Afbeelding voor Veelgestelde vragen Opleiding PA

Veelgestelde vragen over opleiding tot PA

  • U moet een erkende HBO gezondheidszorgopleiding hebben gevolgd. Hieronder vallen:

    – HBO-verpleegkunde of Fysiotherapie
    – Verloskunde
    – Logopedie
    – Ergotherapie
    – Podotherapie
    – Laborant Medisch Beeldvormende en Radiotherapeutische Technieken (MBRT)
    – Voeding en diëtiek
    – Oefentherapie Caesar
    – Huidtherapie
    – Bachelor Medische Hulpverlening

    Toelating via assessment:
    – Verpleegkundige A opleiding (tot 1994)
    – Operatieassistent
    – Anesthesiemedewerker

  • Verreweg de meeste PA’s in opleiding stromen binnen hun instelling in omdat er vanuit de werkgever is besloten om met PA’s te gaan werken. Enkelen weten op eigen kracht een werkgever te vinden en weer anderen reageren op een vacature en komen zo aan hun opleiding. Helaas is het (nog) niet zo dat er een database is waarin werkgevers en kandidaten worden gematcht. Het is in elk geval nuttig om contact te maken met een van de Hogescholen. Heb je een mogelijke werkplek gevonden die is geïnteresseerd in het starten met PA’s, dan kan er contact plaatsvinden met de hogeschool voor de nodige voorlichting.

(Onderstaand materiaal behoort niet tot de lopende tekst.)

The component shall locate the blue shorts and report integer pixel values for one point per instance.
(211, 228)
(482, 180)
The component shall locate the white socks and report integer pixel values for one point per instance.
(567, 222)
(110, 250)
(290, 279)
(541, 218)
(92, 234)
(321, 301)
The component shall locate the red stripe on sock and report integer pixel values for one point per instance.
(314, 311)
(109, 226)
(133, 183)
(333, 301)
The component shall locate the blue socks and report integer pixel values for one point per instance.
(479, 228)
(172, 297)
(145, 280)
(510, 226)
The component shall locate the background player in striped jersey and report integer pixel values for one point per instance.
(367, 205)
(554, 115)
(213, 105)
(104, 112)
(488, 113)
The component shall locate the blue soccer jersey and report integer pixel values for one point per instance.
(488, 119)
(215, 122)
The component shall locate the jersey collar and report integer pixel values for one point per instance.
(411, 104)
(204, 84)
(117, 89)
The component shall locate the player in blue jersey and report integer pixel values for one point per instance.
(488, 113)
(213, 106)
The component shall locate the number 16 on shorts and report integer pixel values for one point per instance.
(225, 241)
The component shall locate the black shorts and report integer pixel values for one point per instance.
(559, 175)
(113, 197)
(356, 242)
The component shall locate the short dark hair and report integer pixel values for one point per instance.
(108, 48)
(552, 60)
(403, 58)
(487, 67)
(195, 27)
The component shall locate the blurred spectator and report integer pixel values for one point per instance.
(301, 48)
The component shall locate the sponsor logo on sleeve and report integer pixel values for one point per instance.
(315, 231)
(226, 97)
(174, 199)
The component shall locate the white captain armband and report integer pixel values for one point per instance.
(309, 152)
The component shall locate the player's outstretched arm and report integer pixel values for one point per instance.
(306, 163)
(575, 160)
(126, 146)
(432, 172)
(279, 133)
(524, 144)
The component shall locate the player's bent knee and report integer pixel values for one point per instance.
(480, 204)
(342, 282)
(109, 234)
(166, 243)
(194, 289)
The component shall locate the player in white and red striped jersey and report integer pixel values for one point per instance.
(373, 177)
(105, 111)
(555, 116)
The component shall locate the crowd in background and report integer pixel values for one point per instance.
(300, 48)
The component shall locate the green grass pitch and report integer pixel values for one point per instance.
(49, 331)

    Je kunt ook kijken naar de vacatures op napa website.

  • Het onderwijsprogramma bestaat uit 10 blokken van 10 weken. De blokken zijn voornamelijk gerelateerd aan patiëntencategorieën:

    – Blok 1 De eerste stap op weg naar PA
    – Blok 2 Patiënt met inwendige aandoeningen
    – Blok 3 Patiënt met chirurgische aandoeningen
    – Blok 4 Acuut zieke patiënt
    – Blok 5 Chronisch zieke patiënt
    – Blok 6 Psychiatrische en neurologische patiënt
    – Blok 7 Oudere patiënt
    – Blok 8 Vrouw en kind
    – Blok 9 Verdiepingsmodule
    – Blok 10 Afstudeerfase
    In elk blok wordt aandacht besteed aan het verwerven van kennis, het trainen van vaardigheden, het uitvoeren van praktijkopdrachten en aan reflectie op werk- en leerervaring.

    In 6 van de 10 blokken loopt u stage op een andere afdeling. In 4 blokken voert u praktijkopdrachten uit op de eigen werkplek. Zo oriënteert u zich als PA in opleiding in de praktijk op de volle breedte van het medisch domein.
    Elke Hogeschool kan de volgorde van de blokken omdraaien, de eindcompetenties zijn gelijk.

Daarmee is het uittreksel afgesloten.